Tikvah
Gaslighting Main
An anti-Israel rally on June 11, 2021 in midtown Manhattan. Andrew Lichtenstein/Corbis via Getty Images.
Observation

August 19, 2021

It’s Not “Gaslighting” to Say that American Jews Are Moving Away from Israel

The trend is disturbing, no doubt. But owning up to it is better than staying in your own comforting reality.

By Philologos

“Jews Gaslighting Jews” was the headline given a July 22 report by Dr. Alex Joffe of Bar-Ilan University’s BESA (Begin-Sadat) Center for Strategic Studies. The piece dealt with a “National Survey of Jewish Voters” released a week previously by GBAO Strategies, a Washington research institute.
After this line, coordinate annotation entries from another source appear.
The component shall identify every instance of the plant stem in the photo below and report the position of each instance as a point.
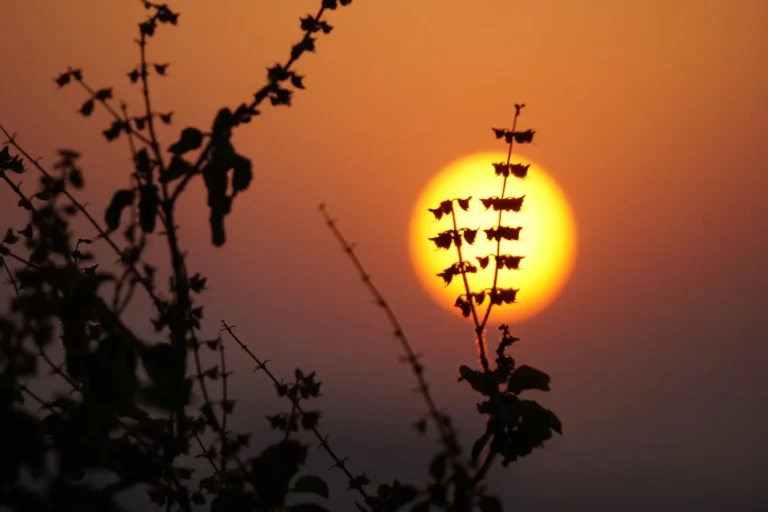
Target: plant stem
(323, 440)
(447, 435)
(478, 327)
(498, 225)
“Gaslighting” is a word that, within a few years, has come from seemingly nowhere to be nearly as ubiquitous as “the” and “a.” At first, I didn’t know exactly what it meant. Everywhere, everyone was suddenly gaslighting everyone else—but just what was it they were doing to one another?
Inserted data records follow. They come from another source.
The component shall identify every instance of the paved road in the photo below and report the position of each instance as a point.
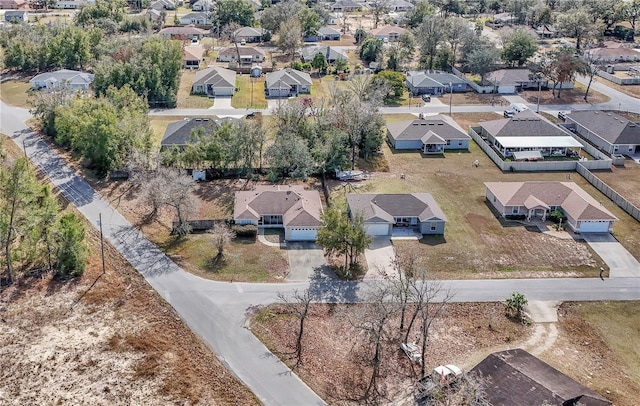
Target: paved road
(216, 311)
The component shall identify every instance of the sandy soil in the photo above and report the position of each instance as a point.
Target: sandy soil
(118, 344)
(334, 349)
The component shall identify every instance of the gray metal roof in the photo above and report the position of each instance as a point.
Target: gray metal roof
(611, 127)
Well, one can’t afford to be permanently ignorant about such things and eventually I looked for help. I found it in an article by the psychoanalyst Robin Stern, the associate director of the Yale Center of Emotional Intelligence and author of the 2007 book, The Gaslight Effect: How To Spot and Survive the Hidden Manipulation Others Use To Control Your Life. Gaslighting, I learned from her, “refers to the act of undermining [other people’s] reality by denying facts, the environment around them, or their feelings,” so that its victims “are turned against their cognition, their emotions, and who they fundamentally are as people.”